Another example of this in action is Daniel Jones’ perspective on Village Supermarket (VLGEA) on Seeking Alpha.  His analysis, rife with supporting charts ponders the dual narrative of undervaluation and M&A prospect.  In a classic case of missing the forest for the trees (unless he’s a buy-side promoter), his evaluation fails to dig much deeper than management’s highlight reel. 

I’ll give him a break on peer comparisons as in this space there are few good ones.  To include fuel sales (KR and CASY), along with one staggering digesting an acquisition and IT upgrade (GO) is a misleading mix.  My (rare) comment highlights greater issues:

 “First, the subsequent sentence in their 10-K: Same store sales increased due primarily to retail price inflation. – indicative of no organic growth.

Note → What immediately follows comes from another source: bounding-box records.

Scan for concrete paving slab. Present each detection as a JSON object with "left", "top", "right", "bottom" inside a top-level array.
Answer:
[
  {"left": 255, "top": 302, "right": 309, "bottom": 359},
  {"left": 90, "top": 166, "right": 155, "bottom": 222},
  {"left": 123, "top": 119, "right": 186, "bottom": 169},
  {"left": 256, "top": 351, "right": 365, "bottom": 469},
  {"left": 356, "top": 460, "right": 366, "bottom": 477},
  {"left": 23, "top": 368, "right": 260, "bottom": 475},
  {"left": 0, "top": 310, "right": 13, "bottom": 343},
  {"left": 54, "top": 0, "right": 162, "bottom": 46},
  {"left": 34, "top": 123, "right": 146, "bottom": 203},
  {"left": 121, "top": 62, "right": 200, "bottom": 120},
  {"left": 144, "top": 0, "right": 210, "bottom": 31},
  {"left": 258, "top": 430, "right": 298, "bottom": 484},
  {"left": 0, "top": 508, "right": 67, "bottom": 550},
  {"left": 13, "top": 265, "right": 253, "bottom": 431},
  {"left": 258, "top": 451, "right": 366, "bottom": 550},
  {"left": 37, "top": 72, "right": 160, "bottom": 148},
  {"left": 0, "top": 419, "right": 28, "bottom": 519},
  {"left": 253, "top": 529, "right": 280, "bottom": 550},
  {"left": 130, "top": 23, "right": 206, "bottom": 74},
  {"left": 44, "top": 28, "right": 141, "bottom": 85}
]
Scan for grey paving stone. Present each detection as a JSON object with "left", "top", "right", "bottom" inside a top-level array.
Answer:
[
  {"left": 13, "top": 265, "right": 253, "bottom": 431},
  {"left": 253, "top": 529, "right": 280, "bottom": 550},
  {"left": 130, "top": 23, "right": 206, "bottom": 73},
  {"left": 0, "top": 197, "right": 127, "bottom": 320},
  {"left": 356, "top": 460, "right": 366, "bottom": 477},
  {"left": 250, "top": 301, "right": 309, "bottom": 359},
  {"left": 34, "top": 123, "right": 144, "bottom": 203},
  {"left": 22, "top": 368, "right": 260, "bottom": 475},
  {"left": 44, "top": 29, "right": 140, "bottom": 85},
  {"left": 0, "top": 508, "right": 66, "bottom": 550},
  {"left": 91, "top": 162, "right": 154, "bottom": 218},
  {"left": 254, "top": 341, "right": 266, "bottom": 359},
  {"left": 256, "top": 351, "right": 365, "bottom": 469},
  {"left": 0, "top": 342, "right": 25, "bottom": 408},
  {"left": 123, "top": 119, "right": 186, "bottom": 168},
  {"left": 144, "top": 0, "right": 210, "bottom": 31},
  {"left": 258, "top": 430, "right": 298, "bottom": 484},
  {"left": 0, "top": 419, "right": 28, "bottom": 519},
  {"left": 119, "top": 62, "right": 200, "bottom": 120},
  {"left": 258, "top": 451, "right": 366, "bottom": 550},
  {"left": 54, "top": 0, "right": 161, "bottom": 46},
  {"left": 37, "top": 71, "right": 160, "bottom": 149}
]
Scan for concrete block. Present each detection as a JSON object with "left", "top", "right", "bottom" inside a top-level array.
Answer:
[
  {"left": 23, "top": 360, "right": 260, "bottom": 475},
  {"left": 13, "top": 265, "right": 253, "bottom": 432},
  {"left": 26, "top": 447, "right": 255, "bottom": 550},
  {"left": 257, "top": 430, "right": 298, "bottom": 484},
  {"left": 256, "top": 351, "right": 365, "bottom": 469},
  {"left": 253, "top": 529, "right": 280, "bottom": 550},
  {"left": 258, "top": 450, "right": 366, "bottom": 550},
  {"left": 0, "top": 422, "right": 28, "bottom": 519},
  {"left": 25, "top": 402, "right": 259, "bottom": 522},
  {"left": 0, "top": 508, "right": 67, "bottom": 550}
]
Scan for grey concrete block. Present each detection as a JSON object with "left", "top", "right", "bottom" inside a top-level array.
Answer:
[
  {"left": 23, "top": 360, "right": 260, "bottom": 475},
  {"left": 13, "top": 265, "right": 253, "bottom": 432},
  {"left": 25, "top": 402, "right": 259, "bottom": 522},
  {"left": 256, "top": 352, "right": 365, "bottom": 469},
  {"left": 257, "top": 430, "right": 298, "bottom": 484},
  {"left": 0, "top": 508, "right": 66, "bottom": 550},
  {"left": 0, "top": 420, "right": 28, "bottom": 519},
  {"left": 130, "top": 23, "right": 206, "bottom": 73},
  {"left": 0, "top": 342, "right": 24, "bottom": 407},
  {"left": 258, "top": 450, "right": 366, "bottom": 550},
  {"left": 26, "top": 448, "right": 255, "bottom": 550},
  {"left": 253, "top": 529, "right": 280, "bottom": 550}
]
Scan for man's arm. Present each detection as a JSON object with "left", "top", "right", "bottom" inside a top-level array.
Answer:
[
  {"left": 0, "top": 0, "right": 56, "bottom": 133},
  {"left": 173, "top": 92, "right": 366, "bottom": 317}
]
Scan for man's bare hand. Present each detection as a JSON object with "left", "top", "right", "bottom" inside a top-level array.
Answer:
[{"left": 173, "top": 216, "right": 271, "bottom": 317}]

Second no dividend growth.

Third, don’t hold your breath waiting on a buyout due to their Wakefern relationship (contractually obligated purchasing, IP, IT, insurance) with a 10-year termination window. 85% (or more) of all merchandise is sourced via the Wakefern cooperative.

I didn’t even get into the incestuous relationship between Wakefern and the Sumas family (Board structure), all of which can be found via a cursory read of the 8-K.  Bottom line, Village is hostage to their primary supplier with the inability to source on a low-cost basis – a point not identified by Daniel.  I would posit this leaves them vulnerable to the vagaries of inflation.


I did take advantage of the market reaction to buy the dip (a little).  Buying the dips as a strategy has been a mixed bag of late, but with a long-term view I expect will equalize over time.  This round I made my requisite monthly purchase with accumulated dividends of Alcon (ALC) as an increase to my existing holdings.

This is not the typical company for the community at-large due to their minimal annual dividend (~0.31%), lack of dividend history (prior ownership Nestle (NSRGY) then Novartis (NVS)) and the Swiss tax withholding (and partial recovery thereof).  My reasons are portfolio management and demographics.  I’m a little light in the healthcare sector so this purchase partially addresses that.  With an aging population, their focus on glaucoma and cataract surgeries will be a tailwind.  If I’m wrong, this remains a minor investment.


  While it is said that beauty is in the eye of the beholder, so too (I guess) are analysts’ assumptions.  As for me, I continue to take all with a grain of salt until I can find no fault with their thesis.

Have a good, shortened, holiday week!